Phase 4: Das Asset wird vom Kunden in Betrieb genommen und der Kunde nutzt das Asset über die vertraglich vereinbarte Nutzungszeit.

Phase 5: Während der Nutzungsdauer wird das Asset regelmäßig gewartet und zusätzliche Servicemaßnahmen am Asset durchgeführt.

Phase 6: Zum Ende der vertraglich vereinbarten Laufzeit kann der Kunde das Asset zurückgeben und die Leasing-Gesellschaft verwertet das Objekt oder der Kunde macht von seiner Kaufoption Gebrauch und das Objekt geht in sein Eigentum über.

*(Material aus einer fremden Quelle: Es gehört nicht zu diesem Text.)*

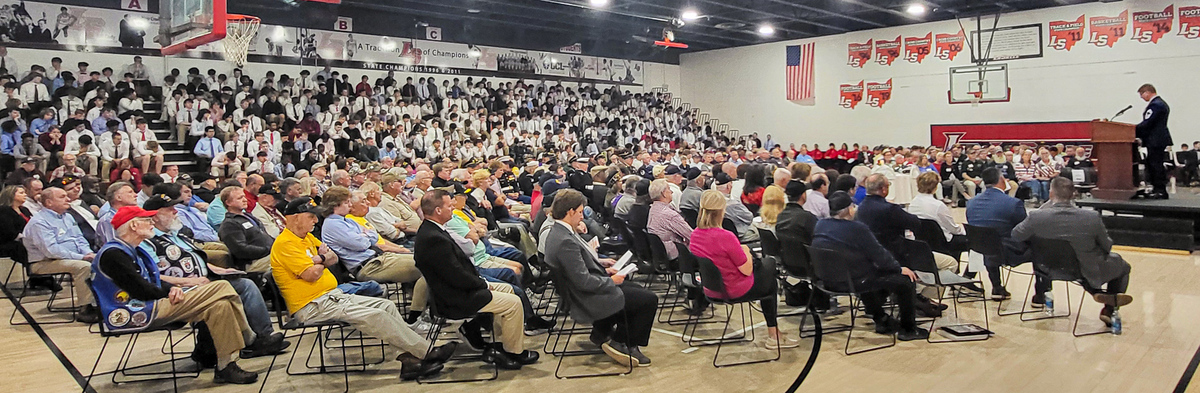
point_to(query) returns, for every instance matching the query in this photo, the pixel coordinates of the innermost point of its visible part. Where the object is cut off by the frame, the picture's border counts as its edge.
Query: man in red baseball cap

Entlang der "Customer Journey" und des "Asset-Lifecycles" ergeben sich spezielle Aktivitäten einer Leasing-Gesellschaft, in denen die Asset-Bewertung eine Rolle spielt. Im Folgenden werden diese Aktivitäten kurz erläutert:

- Initiale Asset-Bewertung: Als Grundlage für das Finanzierungsangebot identifiziert und bewertet die Leasing-Gesellschaft das vom Kunden gewünschte Asset. Für die Identifikation des Assets sind Kaufpreis und der Abgleich dessen mit Marke und Typ des Assets erforderlich. In die Bewertung fließen weitere Komponenten wie beispielsweise Wertprognose für diese bestimmte Asset-Klassen und prognostizierte Auslastung in Abhängigkeit der Kundenbranche und Schichtbetriebsanzahl mit ein.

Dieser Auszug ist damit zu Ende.